Liu Xu-Ying, Wu Jianxin, Zhou Zhi-Hua
National Key Laboratory for Novel Software Technology, Nanjing University, Nanjing, China.
IEEE Trans Syst Man Cybern B Cybern. 2009 Apr;39(2):539-50. doi: 10.1109/TSMCB.2008.2007853. Epub 2008 Dec 16.
Undersampling is a popular method in dealing with class-imbalance problems, which uses only a subset of the majority class and thus is very efficient. The main deficiency is that many majority class examples are ignored. We propose two algorithms to overcome this deficiency. EasyEnsemble samples several subsets from the majority class, trains a learner using each of them, and combines the outputs of those learners. BalanceCascade trains the learners sequentially, where in each step, the majority class examples that are correctly classified by the current trained learners are removed from further consideration. Experimental results show that both methods have higher Area Under the ROC Curve, F-measure, and G-mean values than many existing class-imbalance learning methods. Moreover, they have approximately the same training time as that of undersampling when the same number of weak classifiers is used, which is significantly faster than other methods.

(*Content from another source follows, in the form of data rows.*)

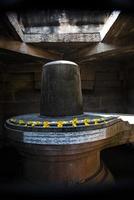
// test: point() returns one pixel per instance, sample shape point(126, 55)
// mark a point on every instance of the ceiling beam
point(15, 25)
point(21, 47)
point(91, 50)
point(64, 37)
point(111, 53)
point(109, 23)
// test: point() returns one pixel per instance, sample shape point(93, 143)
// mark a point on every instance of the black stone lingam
point(61, 90)
point(61, 145)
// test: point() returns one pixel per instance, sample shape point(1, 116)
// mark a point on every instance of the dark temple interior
point(100, 42)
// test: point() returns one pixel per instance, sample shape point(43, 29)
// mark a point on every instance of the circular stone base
point(35, 122)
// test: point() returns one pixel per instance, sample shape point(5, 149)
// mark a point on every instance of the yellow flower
point(46, 124)
point(21, 122)
point(13, 120)
point(74, 122)
point(104, 120)
point(60, 124)
point(96, 121)
point(37, 123)
point(29, 123)
point(86, 122)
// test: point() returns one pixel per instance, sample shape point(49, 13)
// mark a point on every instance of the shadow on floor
point(119, 160)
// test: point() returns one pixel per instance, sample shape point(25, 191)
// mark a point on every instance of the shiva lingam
point(62, 144)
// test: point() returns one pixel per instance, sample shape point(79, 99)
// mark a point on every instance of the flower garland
point(60, 124)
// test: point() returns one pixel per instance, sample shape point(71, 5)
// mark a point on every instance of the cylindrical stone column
point(61, 93)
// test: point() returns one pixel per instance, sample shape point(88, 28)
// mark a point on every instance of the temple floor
point(119, 160)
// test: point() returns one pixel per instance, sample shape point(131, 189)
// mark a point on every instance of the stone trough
point(62, 144)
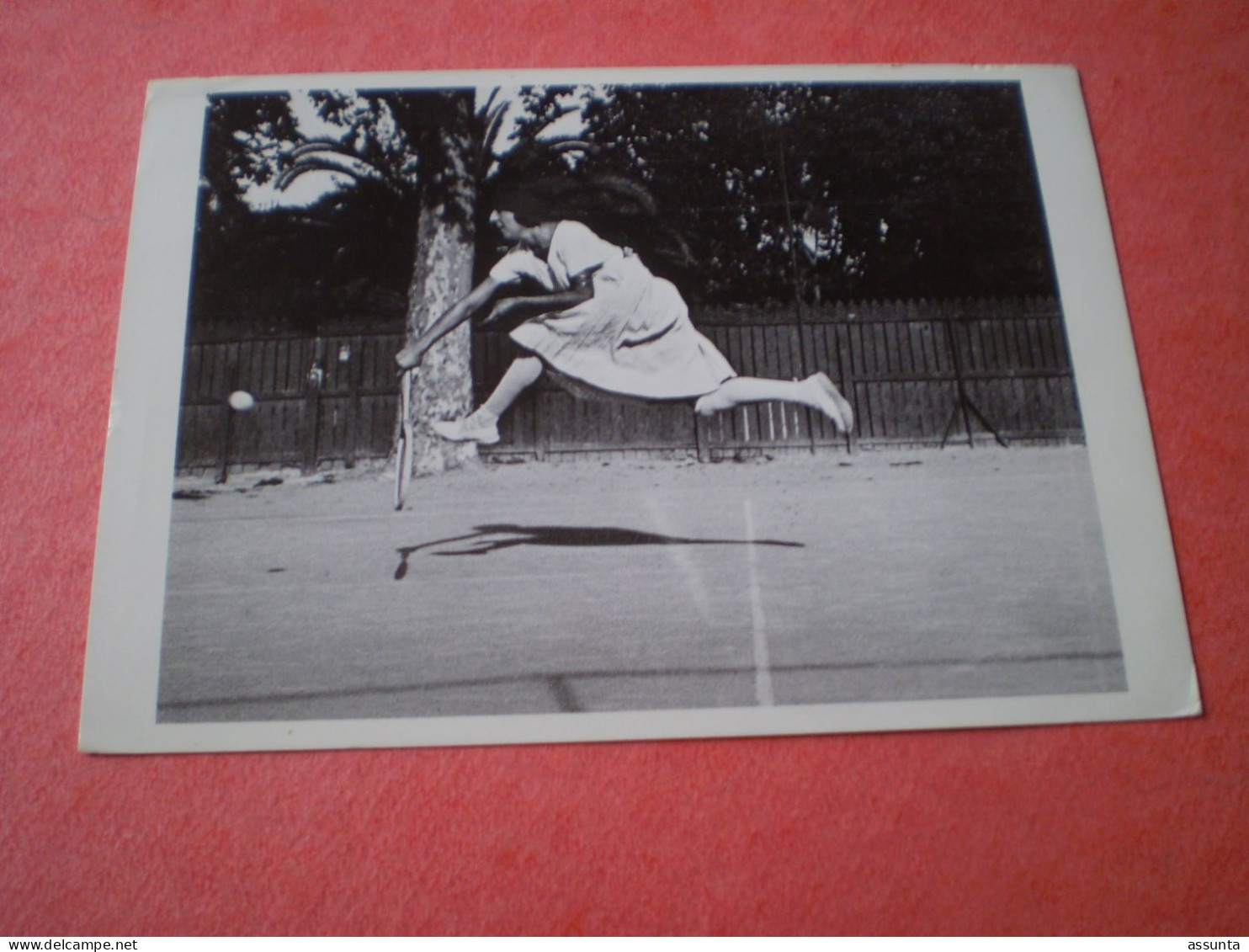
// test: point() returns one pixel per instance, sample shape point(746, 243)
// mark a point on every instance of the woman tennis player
point(603, 324)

欠采样是处理类别不平衡问题的一种常用方法,它只使用多数类的一个子集,因此效率很高。其主要缺点是许多多数类样本被忽略。我们提出了两种算法来克服这一缺点。EasyEnsemble从多数类中采样几个子集,使用每个子集训练一个学习器,并将这些学习器的输出进行组合。BalanceCascade按顺序训练学习器,在每一步中,将当前训练好的学习器正确分类的多数类样本从进一步考虑中移除。实验结果表明,这两种方法在ROC曲线下面积、F值和G均值方面都比许多现有的类别不平衡学习方法更高。此外,当使用相同数量的弱分类器时,它们的训练时间与欠采样大致相同,这比其他方法要快得多。